Wilson, 61, is pro-choice, voted for Democratic President Joe Biden, and knew all about the news last week that the U.S. Supreme Court is likely poised to overturn the landmark 1973 Roe v. Wade decision giving women the right to an abortion.
Yet Wilson said she is undecided about who she will vote for this November, and abortion rights are not a priority for her.
“It’s the economy and jobs,” Wilson said. She said she was disappointed in Biden, because of high inflation and “too many homeless people on the streets.”
Wilson was one of 21 women interviewed by Reuters in the northern suburbs of Phoenix – a key area for Democratic Senator Mark Kelly’s efforts to hold onto his seat – after news of the Supreme Court draft ruling broke. Most of the women said inflation, not abortion, was the galvanizing issue for them.
Significantly, the interviewees were from a key swing demographic group – suburban mothers – who are hotly sought after by both Democrats and Republicans in elections.
The interviews, while not a large sample, provide a sobering reminder for Democrats that inflation – which has reached 40-year highs – remains the most pressing issue for most Americans, who are grappling with soaring food and fuel costs and have given Biden low marks in opinion polls for his economic policies.
`MAJOR, MAJOR ISSUE`
Democrats, who face stiff headwinds to keep their razor-thin majority in the U.S. Congress, seized on the bombshell leak of the draft majority opinion from the country’s top court that said states should decide abortion access.
Democrats said they hoped it would help to mobilize Democratic voters, especially women, in an election year where the party has struggled to counter the enthusiasm of Republicans, who are widely seen winning at least the House of Representatives and possibly the Senate.
Arizona is one of a handful of toss-up Senate races this November that will decide control of the upper chamber now controlled by Democrats. It is one of more than 20 Republican-run states where there would be an almost immediate ban on many abortions if the Supreme Court decides to overturn the Roe decision.
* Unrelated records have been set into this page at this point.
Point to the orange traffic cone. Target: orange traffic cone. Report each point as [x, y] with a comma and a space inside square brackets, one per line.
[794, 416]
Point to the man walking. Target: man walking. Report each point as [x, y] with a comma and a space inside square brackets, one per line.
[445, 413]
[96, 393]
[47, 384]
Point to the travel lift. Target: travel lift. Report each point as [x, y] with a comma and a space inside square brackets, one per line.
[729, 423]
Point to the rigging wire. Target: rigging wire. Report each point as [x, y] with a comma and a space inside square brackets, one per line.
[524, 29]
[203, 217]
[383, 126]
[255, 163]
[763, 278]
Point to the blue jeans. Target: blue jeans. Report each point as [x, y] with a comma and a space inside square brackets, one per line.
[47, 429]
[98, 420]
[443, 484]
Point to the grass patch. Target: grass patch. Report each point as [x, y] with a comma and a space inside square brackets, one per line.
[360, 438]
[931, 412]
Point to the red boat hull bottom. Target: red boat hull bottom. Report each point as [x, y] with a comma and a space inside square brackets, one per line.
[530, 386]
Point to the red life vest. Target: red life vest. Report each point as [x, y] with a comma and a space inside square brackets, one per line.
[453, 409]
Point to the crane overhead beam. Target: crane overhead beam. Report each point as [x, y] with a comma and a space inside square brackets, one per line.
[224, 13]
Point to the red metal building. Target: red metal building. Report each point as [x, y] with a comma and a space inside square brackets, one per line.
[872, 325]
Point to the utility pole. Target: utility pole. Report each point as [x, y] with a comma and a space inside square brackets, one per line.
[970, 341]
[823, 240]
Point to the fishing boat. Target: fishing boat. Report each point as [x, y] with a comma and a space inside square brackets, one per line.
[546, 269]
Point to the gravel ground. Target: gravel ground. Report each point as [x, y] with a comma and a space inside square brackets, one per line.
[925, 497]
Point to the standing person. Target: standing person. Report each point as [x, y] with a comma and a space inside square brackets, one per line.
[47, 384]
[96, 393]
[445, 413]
A ruling is expected in June.
Maria Alvarez, 46, a mother and a realtor, said she is pro-choice, but “I really don’t have a strong opinion on it.” She wants politicians who will take care of pocketbook issues. She had just completed a grocery shop that cost her $400, twice what she used to pay a year ago.
Of the 21 women interviewed by reporters, five said they were pro-life and Republican, while 16 said they were pro-choice. Just two of the 16 said the issue was the top priority for them when voting this November, while half of the 16 were undecided about who to vote for in the Senate race because of concerns about the economy. The other half said they would likely vote Democrat.
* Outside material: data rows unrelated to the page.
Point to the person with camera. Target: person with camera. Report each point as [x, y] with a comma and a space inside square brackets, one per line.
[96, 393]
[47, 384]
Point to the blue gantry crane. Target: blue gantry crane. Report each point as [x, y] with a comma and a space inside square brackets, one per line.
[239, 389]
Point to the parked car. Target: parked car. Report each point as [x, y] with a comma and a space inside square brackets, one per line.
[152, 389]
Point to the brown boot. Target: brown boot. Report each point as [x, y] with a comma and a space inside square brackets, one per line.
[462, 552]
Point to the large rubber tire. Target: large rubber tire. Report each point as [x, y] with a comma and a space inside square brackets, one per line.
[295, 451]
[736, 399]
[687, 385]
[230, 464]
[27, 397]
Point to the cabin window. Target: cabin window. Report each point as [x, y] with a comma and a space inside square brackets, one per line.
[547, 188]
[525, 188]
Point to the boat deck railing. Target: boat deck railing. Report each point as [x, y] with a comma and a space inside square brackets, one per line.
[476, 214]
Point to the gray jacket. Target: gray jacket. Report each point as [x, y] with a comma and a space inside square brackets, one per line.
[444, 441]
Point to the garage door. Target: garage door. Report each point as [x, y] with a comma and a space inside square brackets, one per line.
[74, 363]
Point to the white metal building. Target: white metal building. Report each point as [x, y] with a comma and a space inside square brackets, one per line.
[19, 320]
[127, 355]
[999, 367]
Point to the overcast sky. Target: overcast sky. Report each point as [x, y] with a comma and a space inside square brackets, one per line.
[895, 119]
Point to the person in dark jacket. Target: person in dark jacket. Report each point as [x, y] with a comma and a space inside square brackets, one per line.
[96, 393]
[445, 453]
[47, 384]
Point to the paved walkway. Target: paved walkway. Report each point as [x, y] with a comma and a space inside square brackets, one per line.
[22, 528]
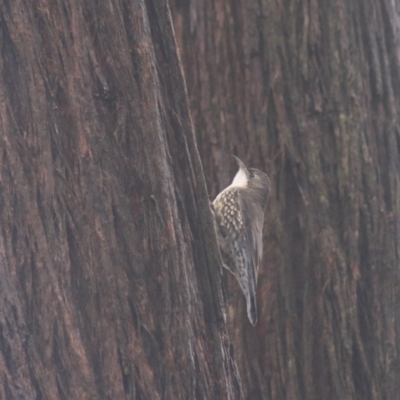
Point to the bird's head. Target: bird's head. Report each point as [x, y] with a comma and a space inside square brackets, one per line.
[251, 178]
The women all live in the northern suburbs of Phoenix, a densely populated part of Maricopa County, Arizona’s biggest county. Those suburbs had leaned Republican but in recent election cycles have become more evenly split and are a target for both parties.
Christy Johnson, 51, described herself as an independent voter. She voted for former Republican President Donald Trump in 2020 but has voted for Democrats. Abortion rights are important to her but inflation is a “major, major issue” for her, along with climate change.
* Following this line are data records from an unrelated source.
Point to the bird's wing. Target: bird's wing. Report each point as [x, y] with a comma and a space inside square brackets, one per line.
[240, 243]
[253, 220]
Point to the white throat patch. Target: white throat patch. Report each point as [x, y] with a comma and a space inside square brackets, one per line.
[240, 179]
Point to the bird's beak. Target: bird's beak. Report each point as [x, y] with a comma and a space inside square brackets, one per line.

Sherica Bailey, 33, got tearful talking about her two abortions. She is now adamantly opposed to abortion and says she will vote Republican and for any candidate who is pro-life.
“I do support the overturn of Roe v. Wade. I had abortions during a very dark time in my life. I was naive and stupid,” she said.
Polls show most Americans support a woman’s right to an abortion. A majority of Americans – roughly 70% – believe abortion should be legal in most cases, polls say.
Democrats and Republicans are already mobilizing around the issue, sending out fund-raising emails and mailers, knocking on doors and making ads.
Last week, the Arizona Democratic Party held a news conference outside the Arizona State Capitol, with a focus on Kelly’s re-election bid and the threat to abortion rights from his Republican challengers.
“This fall it is absolutely critical that we elect pro-choice candidates,” said Rebecca Rios, the top Democrat in the Arizona Senate.
Still, a spokesperson for Kelly’s Senate office appeared to acknowledge in a statement to Reuters that inflation remains the elephant in the room for most voters.
“Arizonans know they can count on Kelly to continue his work to protect access to abortion, lower costs for hardworking families, and get our economy back on track – at the same time,” spokesperson Sarah Guggenheimer said.
Kelly will discover his opponent after a Republican primary vote on Aug. 2. One challenger, Blake Masters, told Reuters: “Progressive activists were hoping they could gin up some abortionist outrage, but that has backfired.”
Two other leading Republican Senate hopefuls, Arizona Attorney General Mark Brnovich, and businessman Jim Lamon – both abortion opponents – did not respond to a request for comment.
Stu Rothenberg, a non-partisan political analyst, said it was not clear the abortion issue will be a game changer for Democrats this November.
“The biggest issue is still inflation and the economy,” he said.